ADVERTISEMENT

Issue Navigator

Volume 11 No. 06
Earn CME
Accepted Papers
Classifieds





Case Reports

Worsening of Obstructive Sleep Apnea Associated with Catheter-Related Superior Vena Cava Syndrome

Marie Jouvenot, MD1; Serge Willoteaux, MD, PhD2; Nicole Meslier, MD1,3; Frédéric Gagnadoux, MD, PhD1,3
1Université d'Angers, Département de Pneumologie, CHU, Angers, France; 2Université d'Angers, Département de Radiologie, CHU, Angers, France; 3INSERM 1063, Angers, France

ABSTRACT

There is growing evidence that fluid accumulation in the neck contributes to the pathogenesis of obstructive sleep apnea (OSA). We describe a case of catheter-related superior v ena cava (SVC) thrombosis revealed by rapid onset of typical symptoms of OSA. A marked improvement in OSA severity was observed after central venous catheter removal, anticoagulant therapy, and SVC angioplasty

Citation:

Jouvenot M, Willoteaux S, Meslier N, Gagnadoux F. Worsening of obstructive sleep apnea associated with catheter-related superior vena cava syndrome. J Clin Sleep Med 2015;11(6):681–682.

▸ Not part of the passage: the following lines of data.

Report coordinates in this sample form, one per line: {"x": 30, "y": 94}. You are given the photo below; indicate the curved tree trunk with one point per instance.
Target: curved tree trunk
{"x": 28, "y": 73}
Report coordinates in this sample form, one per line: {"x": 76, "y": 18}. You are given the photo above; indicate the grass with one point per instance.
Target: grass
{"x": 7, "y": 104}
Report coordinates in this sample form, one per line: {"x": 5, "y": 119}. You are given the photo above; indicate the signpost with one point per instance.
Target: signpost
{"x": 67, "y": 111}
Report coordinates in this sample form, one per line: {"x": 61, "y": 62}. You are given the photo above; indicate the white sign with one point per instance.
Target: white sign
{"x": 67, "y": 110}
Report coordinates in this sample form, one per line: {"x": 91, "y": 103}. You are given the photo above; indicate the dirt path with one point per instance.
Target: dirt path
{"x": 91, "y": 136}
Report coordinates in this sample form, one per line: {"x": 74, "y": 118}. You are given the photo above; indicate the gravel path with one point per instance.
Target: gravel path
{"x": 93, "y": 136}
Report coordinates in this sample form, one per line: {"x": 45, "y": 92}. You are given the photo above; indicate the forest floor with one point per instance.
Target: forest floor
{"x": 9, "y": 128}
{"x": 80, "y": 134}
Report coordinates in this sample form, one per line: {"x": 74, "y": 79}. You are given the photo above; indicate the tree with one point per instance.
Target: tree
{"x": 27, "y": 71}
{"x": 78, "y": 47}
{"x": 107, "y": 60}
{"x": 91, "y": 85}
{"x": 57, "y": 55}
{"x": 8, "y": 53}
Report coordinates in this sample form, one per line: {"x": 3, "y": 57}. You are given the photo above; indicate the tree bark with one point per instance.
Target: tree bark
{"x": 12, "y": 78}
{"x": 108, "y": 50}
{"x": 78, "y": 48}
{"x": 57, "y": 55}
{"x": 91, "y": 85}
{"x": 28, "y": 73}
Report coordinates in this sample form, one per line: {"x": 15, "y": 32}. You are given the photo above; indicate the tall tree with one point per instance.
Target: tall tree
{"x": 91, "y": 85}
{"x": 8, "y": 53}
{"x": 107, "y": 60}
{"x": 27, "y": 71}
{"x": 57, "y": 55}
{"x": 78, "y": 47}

There is growing evidence that fluid accumulation in the neck as a consequence of overnight rostral fluid shift contributes to the pathogenesis of obstructive sleep apnea (OSA).1 Superior vena cava syndrome (SVCS) includes various symptoms due to external compression or intrinsic obstruction of the superior vena cava (SVC), including cyanosis, distension of subcutaneous vessels, and edema of the upper extremities, head, and neck. Fluid accumulation in the neck may compromise the function of the larynx or pharynx, causing dyspnea, stridor, cough, hoarseness, and dysphagia.2 This is a report of a catheter-related SVC thrombosis revealed by worsening of snoring and rapid onset of typical OSA related symptoms.

REPORT OF CASE

A 67-year-old man was referred for clinical suspicion of OSA. His main medical history was multifocal motor neuropathy with conduction block treated with intravenous immunoglobulin every 6 weeks through a subcutaneously implanted port-chamber catheter in the right cephalic vein. Apart from a long history of loud snoring, the patient reported no typical OSA associated symptoms in the past. In recent weeks, his wife noted an increase in snoring intensity and described gasping episodes. The patient had severe excessive daytime sleepiness with an Epworth Sleepiness Scale (ESS) score of 19/24.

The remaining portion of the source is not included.